Finland has a state church and 99% of the population are extremely religious. This is probably because after a normal drinking night they experience the "Finnish Hang-Over" which is about 150 times worse than a normal hang-over. When experiencing a hang-over this extreme people tend to look for salvation and that is what religion provides them. This also means that their religious devotion is always under constant change but luckily the need for salvation when experiencing hang-over is so profound that the people tend to donate large sums of the local currency "säkkiwulesi" to the church. Religious donations form about 35% of all monetary traffic in Finland. Veli Saari-Kalle, also known as the first man to play Game Gear in Finland, is the foremost religious leader in Finland and everyone believes that he has descended straight from God.

This is shit stepped up to challenge the old ways. His name is Markku Uusipaavalniemi. It is rumoured that there several sites of worship have been risen for Markku Uusipaavalniemi. He is also known as "Uusis" by his followers. It is expected that Veli Saari-Kalle will face strong opposition this spring from the followers of Uusis. Great wars are bound to brake out. We also shouldn't forget The Great Leader Kim Jong Il which has allied with Conan O'Brien and has made some nasty pictures of "Uusis" taking a bath...
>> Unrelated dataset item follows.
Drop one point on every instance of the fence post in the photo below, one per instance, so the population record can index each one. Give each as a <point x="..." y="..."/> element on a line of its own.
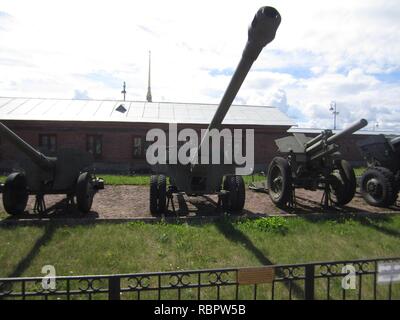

Some Pasta movements is reported lately. But the most fearsome religion has been found from all across Finland with terrible growth to hole Europe (Germany is already fallen to this religion and as the center of Europe the other countries WILL FALL) which is called as the Loordism. It is actually been for eons already but it has gotten more powerful after their Messiah used mind weapon called Eurovizio`nz to become the president of Finland and take over the world.You may survive if you learn to use lesser mind weapons called Musiikki instrumentit. In best possible scenario you might become an archdemon.

Olympic sports[edit]

Total domination[edit]

During the Winter Olympics, the Finnish people crawl out of their igloos and resume their plans of world domination through their total sweep of the winter Olympics.

All Finnish boys, like the brutal Spartans, are sent to train in winter sports at the age of seven for a grueling thirty years of training, ranging from:

  • Fapping at pictures of Toni Halme
  • Pissing while standing up out of a row-boat while drunk (Finnish multitasking)
  • Learning the names of all the muscles in the human body in order to make excuses after being beaten at any given sport. For example: "I pulled my fibuvulvacanemicus" after losing to Afghanistan in Women's Field Hockey, or "My Saturanusanus was sore after last week's fapping at pictures of Toni Halme and so I lost to the Uganda Shorties pygmy basketball team.